Home » Ecuador » Jorge Enrique Adoum » Entre Marx y una mujer desnuda [Between Marx and a Naked Woman]
Jorge Enrique Adoum: Entre Marx y una mujer desnuda [Between Marx and a Naked Woman]
There is no way to summarise this novel though the title – a wonderful title – gives away some of it. Adoum himself says that it is like a Russian matrushka, with more and more being revealed as each doll is opened. He describes it as un libro sobre un escritor que piensa escribir un libro sobre un escritor [a book about a writer who is thinking of writing a book about a writer]. That in part is what it is about – a book about writing a book, the relationship between the writer and his characters, the relationship between the writer and his readers and what it means to write. But though it is about himself – the fictitious author – it is much more about writing. He quotes Claude Lévi-Strauss, who said The hero of the novel is the novel itself.
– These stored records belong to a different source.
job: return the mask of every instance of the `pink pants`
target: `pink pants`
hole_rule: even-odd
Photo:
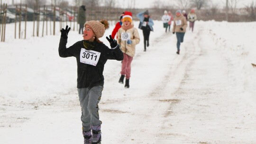
[[[122,62],[122,70],[121,74],[125,75],[127,79],[129,79],[131,77],[131,63],[132,61],[133,57],[124,54],[124,59]]]
[[[189,29],[192,28],[192,31],[194,30],[194,25],[195,24],[195,22],[189,22]]]

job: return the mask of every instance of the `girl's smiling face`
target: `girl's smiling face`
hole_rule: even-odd
[[[95,39],[94,33],[91,27],[88,25],[86,25],[83,27],[83,35],[82,35],[83,39],[89,41],[93,42]]]
[[[129,21],[125,20],[123,21],[124,26],[125,27],[128,27],[131,24],[131,22]]]

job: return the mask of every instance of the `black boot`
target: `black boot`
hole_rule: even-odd
[[[118,82],[122,84],[124,83],[124,75],[121,75],[121,77],[120,77],[120,79],[119,79],[119,81],[118,81]]]
[[[144,52],[146,52],[146,40],[144,40]]]
[[[129,79],[125,79],[125,88],[129,88],[130,87],[130,85],[129,85]]]
[[[177,52],[176,52],[176,54],[180,54],[180,50],[177,50]]]

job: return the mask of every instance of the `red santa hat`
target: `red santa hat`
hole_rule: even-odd
[[[132,14],[130,11],[125,11],[123,16],[123,21],[128,21],[131,23],[132,22]]]

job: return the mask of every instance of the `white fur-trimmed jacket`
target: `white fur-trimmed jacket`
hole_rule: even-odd
[[[130,33],[132,44],[128,44],[126,41],[121,40],[122,33]],[[123,53],[130,56],[133,57],[135,55],[135,45],[139,43],[140,40],[140,38],[138,31],[134,27],[127,30],[125,30],[121,27],[118,30],[117,43],[119,45]]]

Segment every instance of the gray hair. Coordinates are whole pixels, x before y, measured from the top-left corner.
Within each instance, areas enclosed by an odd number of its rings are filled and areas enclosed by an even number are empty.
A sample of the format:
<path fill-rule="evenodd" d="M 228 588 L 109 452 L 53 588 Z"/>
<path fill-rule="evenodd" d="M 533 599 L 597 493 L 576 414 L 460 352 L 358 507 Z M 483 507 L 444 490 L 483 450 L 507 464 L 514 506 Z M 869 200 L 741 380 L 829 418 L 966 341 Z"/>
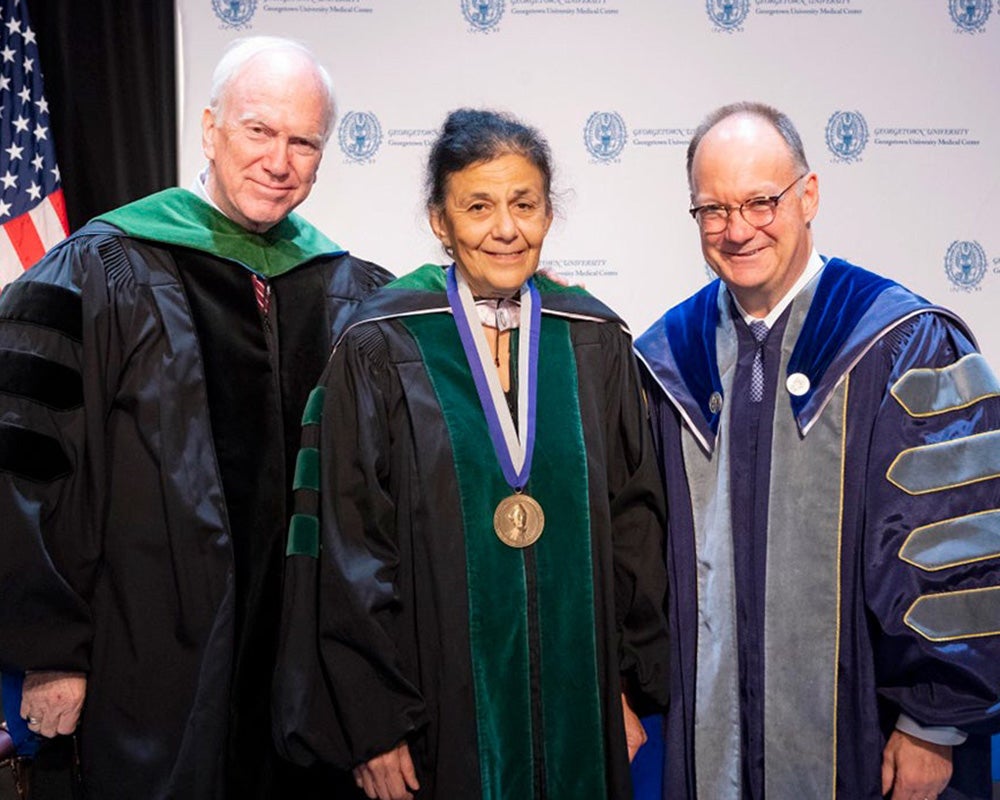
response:
<path fill-rule="evenodd" d="M 809 172 L 809 162 L 806 160 L 806 151 L 802 146 L 802 137 L 799 136 L 799 132 L 795 129 L 795 125 L 788 116 L 778 111 L 774 106 L 769 106 L 766 103 L 741 100 L 738 103 L 730 103 L 729 105 L 715 109 L 715 111 L 702 120 L 702 123 L 695 130 L 694 136 L 691 137 L 691 143 L 688 145 L 687 154 L 689 189 L 694 191 L 694 186 L 691 182 L 691 167 L 694 164 L 695 151 L 698 149 L 698 145 L 701 144 L 701 140 L 705 138 L 705 134 L 720 122 L 729 119 L 729 117 L 737 116 L 754 117 L 767 122 L 784 139 L 785 144 L 788 145 L 788 152 L 795 162 L 797 171 Z"/>
<path fill-rule="evenodd" d="M 212 110 L 212 114 L 218 116 L 226 96 L 226 90 L 239 77 L 247 63 L 261 53 L 281 51 L 301 53 L 312 62 L 326 94 L 323 140 L 328 140 L 330 134 L 333 133 L 335 114 L 333 81 L 330 79 L 330 73 L 319 63 L 312 50 L 294 39 L 284 39 L 280 36 L 248 36 L 234 40 L 223 53 L 212 73 L 212 88 L 208 95 L 208 107 Z"/>

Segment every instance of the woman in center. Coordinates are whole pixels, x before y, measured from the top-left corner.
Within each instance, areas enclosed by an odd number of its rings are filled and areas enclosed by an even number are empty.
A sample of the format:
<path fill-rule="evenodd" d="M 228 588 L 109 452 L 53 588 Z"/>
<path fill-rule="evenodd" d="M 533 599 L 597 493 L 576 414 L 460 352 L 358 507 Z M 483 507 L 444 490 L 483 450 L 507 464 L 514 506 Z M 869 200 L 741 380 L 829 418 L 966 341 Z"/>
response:
<path fill-rule="evenodd" d="M 535 274 L 551 172 L 536 130 L 450 114 L 427 207 L 454 264 L 366 301 L 307 411 L 319 525 L 296 518 L 290 567 L 317 559 L 322 685 L 303 696 L 339 731 L 296 735 L 372 798 L 631 797 L 633 709 L 666 702 L 663 498 L 631 342 Z"/>

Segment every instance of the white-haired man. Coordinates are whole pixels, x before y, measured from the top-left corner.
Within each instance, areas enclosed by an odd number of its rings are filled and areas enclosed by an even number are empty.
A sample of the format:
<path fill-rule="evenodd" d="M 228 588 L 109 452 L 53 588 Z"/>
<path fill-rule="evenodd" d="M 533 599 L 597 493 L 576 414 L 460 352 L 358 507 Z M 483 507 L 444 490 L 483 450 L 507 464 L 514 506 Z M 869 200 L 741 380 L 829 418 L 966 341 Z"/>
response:
<path fill-rule="evenodd" d="M 268 713 L 290 476 L 331 337 L 391 277 L 292 214 L 333 116 L 304 47 L 235 43 L 195 187 L 0 300 L 0 665 L 32 730 L 79 729 L 89 797 L 312 796 Z"/>

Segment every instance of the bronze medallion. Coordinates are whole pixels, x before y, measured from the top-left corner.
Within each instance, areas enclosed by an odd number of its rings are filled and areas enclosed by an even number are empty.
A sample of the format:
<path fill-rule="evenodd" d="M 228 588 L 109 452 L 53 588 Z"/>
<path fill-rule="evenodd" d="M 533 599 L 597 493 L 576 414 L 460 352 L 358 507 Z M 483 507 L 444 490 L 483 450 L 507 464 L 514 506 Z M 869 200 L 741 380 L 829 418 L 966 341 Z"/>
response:
<path fill-rule="evenodd" d="M 545 513 L 538 501 L 526 494 L 505 497 L 493 512 L 493 530 L 510 547 L 528 547 L 538 541 L 545 527 Z"/>

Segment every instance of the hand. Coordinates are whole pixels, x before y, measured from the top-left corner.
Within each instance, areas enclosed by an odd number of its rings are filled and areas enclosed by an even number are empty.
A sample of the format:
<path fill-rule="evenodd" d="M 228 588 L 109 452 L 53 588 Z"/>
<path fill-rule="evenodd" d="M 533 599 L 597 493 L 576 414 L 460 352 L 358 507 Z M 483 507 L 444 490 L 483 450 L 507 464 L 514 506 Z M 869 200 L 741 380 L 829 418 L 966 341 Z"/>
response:
<path fill-rule="evenodd" d="M 625 745 L 628 747 L 628 760 L 631 764 L 648 737 L 646 729 L 642 727 L 642 722 L 635 715 L 624 694 L 622 694 L 622 715 L 625 717 Z"/>
<path fill-rule="evenodd" d="M 86 694 L 87 676 L 82 672 L 29 672 L 21 690 L 21 716 L 28 730 L 42 736 L 70 734 Z"/>
<path fill-rule="evenodd" d="M 893 731 L 882 752 L 882 794 L 892 800 L 934 800 L 951 780 L 951 747 Z"/>
<path fill-rule="evenodd" d="M 354 783 L 372 800 L 413 800 L 413 792 L 420 789 L 406 742 L 356 766 Z"/>

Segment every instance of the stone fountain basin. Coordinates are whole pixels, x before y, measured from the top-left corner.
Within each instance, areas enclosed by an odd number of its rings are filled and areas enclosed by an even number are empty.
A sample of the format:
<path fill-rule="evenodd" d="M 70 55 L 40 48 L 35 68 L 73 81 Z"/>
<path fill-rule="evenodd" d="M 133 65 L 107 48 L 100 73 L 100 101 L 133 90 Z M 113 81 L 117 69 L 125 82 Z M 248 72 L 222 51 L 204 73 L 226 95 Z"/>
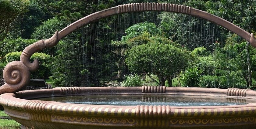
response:
<path fill-rule="evenodd" d="M 171 107 L 73 104 L 36 100 L 74 95 L 147 94 L 254 99 L 256 91 L 194 87 L 56 88 L 22 91 L 0 96 L 5 113 L 22 128 L 253 128 L 256 103 L 230 106 Z M 118 98 L 116 98 L 118 99 Z M 36 99 L 31 100 L 31 99 Z"/>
If there is a plot, it tells the story of the Author and his writing, his love for Rosana (whom he looks at in various ways, primarily as a writer), his friends and his activities in a left-wing anti-Government political movement in the Sixties. But everything revolves around the role of the writer and it is never entirely clear whether these characters are real or made up. This is further complicated by the obvious mixing of dream sequences with clearly realist sequences as well as the strange presence of the wheelchair-bound political activist Galo Gálvez. Of course, in the hands of a lesser writer, all of this could be a mess but Adoum handles it extraordinarily well, dissecting the novel – and not just his novel but many, many other novels and writers – his characters and his life in a way which makes you wonder why it has not been translated into English.